Ad affermarlo in un recente articolo è il Wall Street Journal il quale ha rivelato che l'azienda sta per chiudere tra i 75 e i 100 punti vendita e che nei prossimi anni licenzierà quasi 5.000 lavoratori. Secondo il giornale americano è prevista anche una riduzione dei modelli di scarpe prodotti fin ora, la decisione sembra sia stata presa poichè l'azienda vorrebbe concentrarsi solo su alcuni modelli casual per tentare di aumentare le vendite. Sul sito del giornale economico viene riportato che la società entro il 2015 taglierà il budget di 14 milioni di dollari per poter rientrare nel mercato e superare la crisi. Nell'ottobre 2007 la società era al suo apice e aveva un valore di mercato di ben 6 miliardi di dollari, ma dopo la crisi il valore è crollato a 1,3 miliardi di dollari.

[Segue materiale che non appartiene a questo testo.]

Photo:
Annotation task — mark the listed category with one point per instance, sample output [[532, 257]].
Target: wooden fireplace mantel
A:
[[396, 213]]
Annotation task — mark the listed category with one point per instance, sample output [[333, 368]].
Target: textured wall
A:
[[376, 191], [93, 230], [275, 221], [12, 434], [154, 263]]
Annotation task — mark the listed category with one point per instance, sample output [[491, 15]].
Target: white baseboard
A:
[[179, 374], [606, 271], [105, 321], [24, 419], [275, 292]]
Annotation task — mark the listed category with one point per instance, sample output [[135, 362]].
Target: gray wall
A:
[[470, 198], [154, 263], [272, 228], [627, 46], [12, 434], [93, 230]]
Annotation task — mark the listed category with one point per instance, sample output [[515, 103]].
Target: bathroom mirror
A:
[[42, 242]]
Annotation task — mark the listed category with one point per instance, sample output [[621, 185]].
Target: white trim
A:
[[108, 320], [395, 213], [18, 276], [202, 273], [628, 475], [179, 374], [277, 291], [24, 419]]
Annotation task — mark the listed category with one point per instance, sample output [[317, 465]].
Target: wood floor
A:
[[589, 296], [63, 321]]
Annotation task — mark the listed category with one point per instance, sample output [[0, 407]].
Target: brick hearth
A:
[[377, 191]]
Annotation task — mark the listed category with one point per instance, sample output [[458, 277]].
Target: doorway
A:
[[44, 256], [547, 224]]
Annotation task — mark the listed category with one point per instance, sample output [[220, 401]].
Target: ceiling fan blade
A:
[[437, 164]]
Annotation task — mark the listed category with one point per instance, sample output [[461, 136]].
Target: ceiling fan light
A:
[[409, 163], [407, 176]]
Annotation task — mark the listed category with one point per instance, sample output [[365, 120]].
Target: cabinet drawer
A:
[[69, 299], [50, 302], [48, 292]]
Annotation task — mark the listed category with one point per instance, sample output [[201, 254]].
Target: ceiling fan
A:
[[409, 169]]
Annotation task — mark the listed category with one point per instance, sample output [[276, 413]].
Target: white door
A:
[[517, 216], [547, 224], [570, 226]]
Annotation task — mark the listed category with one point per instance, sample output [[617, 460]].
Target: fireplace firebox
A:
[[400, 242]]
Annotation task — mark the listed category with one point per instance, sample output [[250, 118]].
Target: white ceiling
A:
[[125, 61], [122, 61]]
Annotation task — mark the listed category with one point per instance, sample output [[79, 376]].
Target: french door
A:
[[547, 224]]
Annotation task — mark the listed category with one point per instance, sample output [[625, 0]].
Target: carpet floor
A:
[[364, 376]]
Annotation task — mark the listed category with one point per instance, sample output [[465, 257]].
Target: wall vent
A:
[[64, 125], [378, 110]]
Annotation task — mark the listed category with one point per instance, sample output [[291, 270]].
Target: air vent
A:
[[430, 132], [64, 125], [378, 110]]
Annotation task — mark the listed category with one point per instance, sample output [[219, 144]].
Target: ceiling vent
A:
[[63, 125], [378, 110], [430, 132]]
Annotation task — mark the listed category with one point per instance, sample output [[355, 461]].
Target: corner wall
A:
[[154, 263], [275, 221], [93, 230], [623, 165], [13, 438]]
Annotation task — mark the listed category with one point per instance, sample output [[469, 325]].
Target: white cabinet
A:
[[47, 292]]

L'annuncio della crisi del marchio Crocs arriva quasi un anno dopo il lancio da parte dell'azienda di nuovi modelli di scarpe, tra cui zeppe, scarpe con il tacco e ballerine. Il CEO dell'epoca, John McCarvel, con le nuove linee si aspettava di raddoppiare le vendite del marchio nell'arco dei cinque anni successivi, purtroppo le rosee aspettative non si sono verificate. Secondo il Wall Street Journal prossimamente l'azienda che ha sede a Niwot, in Colorado, schiuderà diversi punti vendita e licenziarà un buon numero di dipendenti.